Forman parte de los 254 heridos en el devastador incendio, ya controlado, que ha arrasado aldeas enteras en el centro del país y obligado a evacuar otras cuarenta. En el lugar de Várzea, uno de los más afectados por la tragedia, fallecieron catorce vecinos, seis de una misma familia -un matrimonio con dos hijos de 6 y 4 años y los abuelos de los pequeños- que fueron sorprendidos por el fuego cuando se encontraban a la mesa con una pareja amiga y su niño. Los nueve intentaron huir de las llamas en tres coches y quedaron atrapados en la estrada da morte.
 

Vanda Serrano "Vimos cómo se dividía el fuego en tres frentes y de repente estaba detrás de la casa, con mucha fuerza; parecía un fuego de artificio"

 

En su casa, la mesa puesta, lista para la comida, pone de manifiesto una triste realidad: todos estarían vivos si hubiesen permanecido en la vivienda. 

Pero fueron muchos los que decidieron atrincherarse en sus hogares y tampoco sobrevivieron a la masacre. Una pareja de octogenarios pereció abrazada en una habitación de su casa en el lugar de Moita. Una mujer de 35, Sara Costa, también falleció quemada en su domicilio, mientras que una de sus familiares, de 71, murió atropellada al huir de las llamas. 

Se trata, con diferencia, del incendio más mortífero de la historia de Portugal, acostumbrado, como Galicia, a sufrir la lacra de los fuegos forestales todos los veranos. Pero ninguno como este.

SIN TREGUA PARA LLORAR. "Fue como un volcán", asevera Armando Cruz, empleado de una empresa de telecomunicaciones que trabaja codo con codo con los bomberos y se encarga de comprobar los cables de la tensión. Su equipo se encuentra en un descanso para comer y reponer fuerzas, y no puede evitar comentar el horror que se ha quedado grabado para siempre en su retina. "Fui bombero 23 años y nunca vi nada igual. Veías el fuego allí y pasado un minuto estaba ya a tu lado", rememora este operario de 53 años con la piel de cara y cuello quemada por el sol, prueba de las interminables horas trabajadas en los últimos días en el monte para ganarle la partida a las llamas. 

Leonel Martínez 
"Me enfadé cuando llegó el coche de los bomberos y no nos ayudó porque dijeron que no tenían orden de actuar"

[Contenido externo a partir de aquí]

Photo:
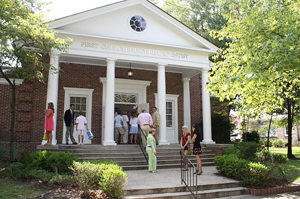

Un sol que sigue castigando a una población que aún no ha podido ni llorar tranquila a sus muertos, porque la amenaza del fuego sigue latente en Pedrogao Grande. De hecho, el símil del volcán resulta muy acertado. Estés donde estés puedes ver ceniza, ramas carbonizadas e inquietantes columnas de humo que manan de la tierra aquí y allá, recordando que en el subsuelo el incendio sigue vivo, alimentándose de las raíces de los árboles y dispuesto a volver a entrar en erupción en cualquier momento. "Regamos cuatro o cinco veces, pero con agua encima de la tierra y volvía a arder", narra con impotencia Leonel Martínez, un vecino de 61 años de Escalos Fundeiros, que cuatro días después de que se desatase el infierno en esa pequeña aldea de Pedrogao sigue acarreando calderos de agua para contener los esfuerzos del fuego por resurgir frente a su fábrica, salvada milagrosamente de las llamas.

Amable y paciente hasta un punto que sorprende dadas las circunstancias, se detiene en su camino para relatar cómo vivió él la pesadilla. Y aunque se resiste a criticar la gestión del incendio, acaba por mostrar su descontento. "La manguera no daba para más y llegaron los bomberos, pero no nos ayudaron porque no tenían orden de actuar", relata, ya más resignado que enfadado. "Yo estoy vivo para contarlo y el que murió ya no cuenta nada", resume antes de recoger el cubo para proseguir, incansable, su lucha contra la tierra.